We are also going through this  Louis is 6 months now and he is definitely teething so I think thats the source of our problem! Tonight I warmed up his food and still no go! The only thing I have been able to get him to eat (and lord know I have tried everything) is Caesar puppy wet food- which isn't great for them at all!! Right now i just want him to eat, and I'm thinking because he is teething that he only likes the soft food. I did try Merrick soft food and he wouldn't eat that either. And I brought home puppy plate from Merrick tonight and made it gravy like and warmed it up, still nothing. He tried to chew a piece and it looked like he was having trouble eating it so he gave up. He ate the wet though right away, so I am praying its because he is teething and that next month or so he will be fine with dry food. So, I guess I'm trying to say that it could be very likely its because she is teething


----------



## Nissa Fiona (Nov 4, 2007)

> We are also going through this  Louis is 6 months now and he is definitely teething so I think thats the source of our problem! Tonight I warmed up his food and still no go! The only thing I have been able to get him to eat (and lord know I have tried everything) is Caesar puppy wet food- which isn't great for them at all!! Right now i just want him to eat, and I'm thinking because he is teething that he only likes the soft food. I did try Merrick soft food and he wouldn't eat that either. And I brought home puppy plate from Merrick tonight and made it gravy like and warmed it up, still nothing. He tried to chew a piece and it looked like he was having trouble eating it so he gave up. He ate the wet though right away, so I am praying its because he is teething and that next month or so he will be fine with dry food. So, I guess I'm trying to say that it could be very likely its because she is teething [/B]

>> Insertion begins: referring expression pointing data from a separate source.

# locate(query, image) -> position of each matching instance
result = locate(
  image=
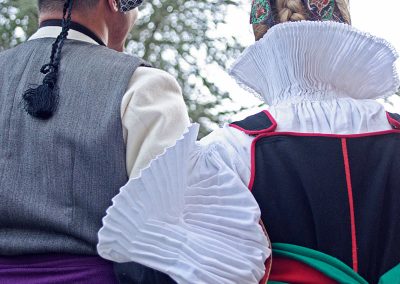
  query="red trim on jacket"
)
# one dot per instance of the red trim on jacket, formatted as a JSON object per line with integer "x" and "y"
{"x": 293, "y": 271}
{"x": 395, "y": 124}
{"x": 351, "y": 205}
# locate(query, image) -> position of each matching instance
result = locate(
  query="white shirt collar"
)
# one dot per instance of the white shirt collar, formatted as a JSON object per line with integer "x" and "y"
{"x": 314, "y": 61}
{"x": 54, "y": 31}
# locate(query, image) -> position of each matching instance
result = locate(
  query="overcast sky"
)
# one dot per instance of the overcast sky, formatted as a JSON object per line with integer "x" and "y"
{"x": 380, "y": 18}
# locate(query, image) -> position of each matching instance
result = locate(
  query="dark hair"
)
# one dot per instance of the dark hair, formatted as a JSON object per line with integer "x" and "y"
{"x": 42, "y": 101}
{"x": 56, "y": 5}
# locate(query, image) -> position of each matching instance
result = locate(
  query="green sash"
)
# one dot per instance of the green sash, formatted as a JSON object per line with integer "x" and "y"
{"x": 328, "y": 265}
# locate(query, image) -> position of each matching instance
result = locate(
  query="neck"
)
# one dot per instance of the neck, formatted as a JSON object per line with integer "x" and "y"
{"x": 95, "y": 23}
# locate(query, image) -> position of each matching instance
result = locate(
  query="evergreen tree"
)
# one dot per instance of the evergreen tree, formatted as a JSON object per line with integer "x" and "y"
{"x": 178, "y": 36}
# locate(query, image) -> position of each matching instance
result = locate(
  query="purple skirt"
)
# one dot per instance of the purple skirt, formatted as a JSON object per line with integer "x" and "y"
{"x": 55, "y": 269}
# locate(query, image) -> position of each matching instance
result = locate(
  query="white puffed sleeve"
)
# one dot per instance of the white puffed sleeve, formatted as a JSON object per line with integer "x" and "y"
{"x": 201, "y": 228}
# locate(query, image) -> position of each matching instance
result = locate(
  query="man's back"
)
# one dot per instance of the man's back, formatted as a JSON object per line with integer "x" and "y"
{"x": 58, "y": 176}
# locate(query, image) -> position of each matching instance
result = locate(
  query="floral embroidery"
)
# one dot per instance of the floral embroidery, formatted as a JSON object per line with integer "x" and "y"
{"x": 321, "y": 9}
{"x": 318, "y": 10}
{"x": 261, "y": 12}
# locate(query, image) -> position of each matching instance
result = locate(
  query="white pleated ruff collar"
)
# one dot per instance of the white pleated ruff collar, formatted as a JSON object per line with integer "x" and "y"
{"x": 317, "y": 61}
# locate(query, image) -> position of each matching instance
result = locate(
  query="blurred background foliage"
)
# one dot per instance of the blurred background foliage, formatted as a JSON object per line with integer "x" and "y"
{"x": 179, "y": 36}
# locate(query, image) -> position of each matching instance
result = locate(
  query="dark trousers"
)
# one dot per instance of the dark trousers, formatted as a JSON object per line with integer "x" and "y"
{"x": 133, "y": 273}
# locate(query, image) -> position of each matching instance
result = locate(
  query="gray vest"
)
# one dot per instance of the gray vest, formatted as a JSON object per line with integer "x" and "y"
{"x": 57, "y": 177}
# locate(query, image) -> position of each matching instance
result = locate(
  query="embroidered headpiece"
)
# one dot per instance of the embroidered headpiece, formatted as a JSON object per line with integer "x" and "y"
{"x": 263, "y": 11}
{"x": 127, "y": 5}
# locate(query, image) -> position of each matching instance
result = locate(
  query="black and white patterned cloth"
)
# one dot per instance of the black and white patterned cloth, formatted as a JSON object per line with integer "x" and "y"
{"x": 127, "y": 5}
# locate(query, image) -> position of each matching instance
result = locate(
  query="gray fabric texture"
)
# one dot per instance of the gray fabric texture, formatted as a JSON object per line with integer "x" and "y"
{"x": 57, "y": 177}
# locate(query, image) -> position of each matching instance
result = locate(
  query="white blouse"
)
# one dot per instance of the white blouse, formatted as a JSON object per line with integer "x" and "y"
{"x": 316, "y": 77}
{"x": 153, "y": 112}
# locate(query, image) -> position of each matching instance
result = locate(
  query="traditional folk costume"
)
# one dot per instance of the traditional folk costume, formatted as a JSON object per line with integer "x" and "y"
{"x": 322, "y": 163}
{"x": 59, "y": 174}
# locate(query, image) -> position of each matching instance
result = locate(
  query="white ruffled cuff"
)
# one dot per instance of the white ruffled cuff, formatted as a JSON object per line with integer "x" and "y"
{"x": 207, "y": 232}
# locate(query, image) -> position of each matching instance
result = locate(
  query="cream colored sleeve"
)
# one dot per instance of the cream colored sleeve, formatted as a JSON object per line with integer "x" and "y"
{"x": 154, "y": 116}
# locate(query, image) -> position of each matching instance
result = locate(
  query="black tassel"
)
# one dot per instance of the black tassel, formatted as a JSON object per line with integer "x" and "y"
{"x": 42, "y": 101}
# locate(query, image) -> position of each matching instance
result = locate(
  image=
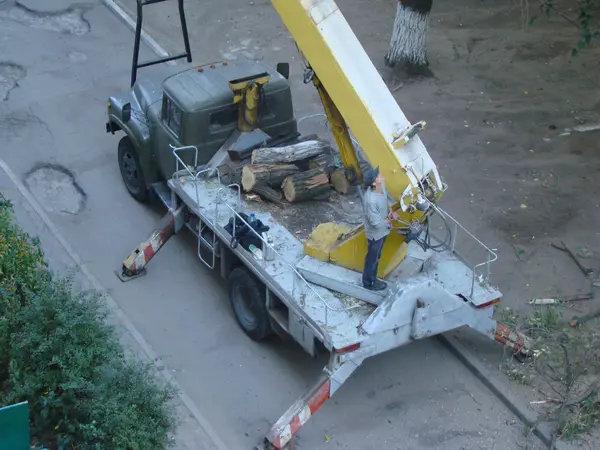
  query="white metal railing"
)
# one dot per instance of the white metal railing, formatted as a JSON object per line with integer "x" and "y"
{"x": 491, "y": 255}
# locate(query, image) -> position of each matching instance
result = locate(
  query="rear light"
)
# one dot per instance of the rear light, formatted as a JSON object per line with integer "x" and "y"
{"x": 349, "y": 348}
{"x": 490, "y": 303}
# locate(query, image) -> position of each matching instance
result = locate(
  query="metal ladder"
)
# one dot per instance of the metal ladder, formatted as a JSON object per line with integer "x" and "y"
{"x": 138, "y": 34}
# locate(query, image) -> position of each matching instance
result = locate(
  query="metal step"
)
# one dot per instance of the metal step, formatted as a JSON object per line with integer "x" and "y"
{"x": 338, "y": 279}
{"x": 163, "y": 193}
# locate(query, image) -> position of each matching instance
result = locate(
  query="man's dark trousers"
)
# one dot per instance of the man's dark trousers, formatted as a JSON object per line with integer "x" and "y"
{"x": 374, "y": 248}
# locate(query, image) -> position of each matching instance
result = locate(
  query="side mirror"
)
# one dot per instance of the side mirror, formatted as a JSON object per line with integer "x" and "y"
{"x": 126, "y": 113}
{"x": 284, "y": 70}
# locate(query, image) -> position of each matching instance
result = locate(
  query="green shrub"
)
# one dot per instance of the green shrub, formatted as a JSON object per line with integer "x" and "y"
{"x": 62, "y": 356}
{"x": 22, "y": 270}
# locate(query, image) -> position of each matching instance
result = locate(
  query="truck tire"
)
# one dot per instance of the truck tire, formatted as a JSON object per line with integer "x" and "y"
{"x": 248, "y": 301}
{"x": 131, "y": 171}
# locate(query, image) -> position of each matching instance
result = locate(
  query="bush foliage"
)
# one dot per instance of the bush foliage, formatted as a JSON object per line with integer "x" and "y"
{"x": 58, "y": 352}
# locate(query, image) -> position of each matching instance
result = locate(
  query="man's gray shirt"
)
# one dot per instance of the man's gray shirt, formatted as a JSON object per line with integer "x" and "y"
{"x": 376, "y": 210}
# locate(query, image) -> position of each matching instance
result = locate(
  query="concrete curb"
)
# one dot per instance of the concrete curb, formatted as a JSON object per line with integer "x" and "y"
{"x": 499, "y": 389}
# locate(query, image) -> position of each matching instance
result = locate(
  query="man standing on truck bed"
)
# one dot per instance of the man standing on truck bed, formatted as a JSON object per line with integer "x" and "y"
{"x": 377, "y": 226}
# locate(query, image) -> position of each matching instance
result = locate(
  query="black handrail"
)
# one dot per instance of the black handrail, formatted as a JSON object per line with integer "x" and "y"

I actually tried Ceasar puppy tonight with her dry food mixed in too and she loved it which is upsetting but if it gets us through teething I'll be happy I guess! I'm going to try some other options suggested and see if any work. Geeeeesh, what have I created?!?!? A spoiled little fluff?? :brownbag:


----------



## sassy's mommy (Aug 29, 2005)

Most of the food has a satisfaction guarantee written on the bag and the store will take it back if your dog won't eat it, or you could always donate it to a humane society. It sounds like it may be a teething issue if she eats the food wet but not dry. I would just accomodate her while she is teething. She is under enough stress without having to adjust to a new food.


----------



## dogloverx3 (Apr 14, 2006)

Both Charlotte and Teddy are VERY fussy , to be honest , they would never eat an all kibble diet . My dogs eat an all fresh or freshly cooked diet with a minimal amount of dry kibble . You might try an holistic approach - it keeps my 5 in tip top shape  Sarah


----------



## ehackerm (Sep 28, 2006)

My dog Max went through this about 3 months ago. He was on Royal Canine since he was born. Now he is 2 years old and decided he no longer likes it. We've tried Natural Balance Lamb and Rice Small Bites, IVD Venison and Potato and a few others. 2 weeks ago i found one he actually likes...Its a brand out of Canada called Orijen. He is finally excited to eat again and im glad i dont have to switch his food anytime soon! This food was recommended by the owner of a small pet store where i live. She says her dogs got picky and wouldnt eat anything so she tried this food since it was known to have a lot of flavor. It's also good for dogs with allergies. My dog has stopped licking his paws every night.


----------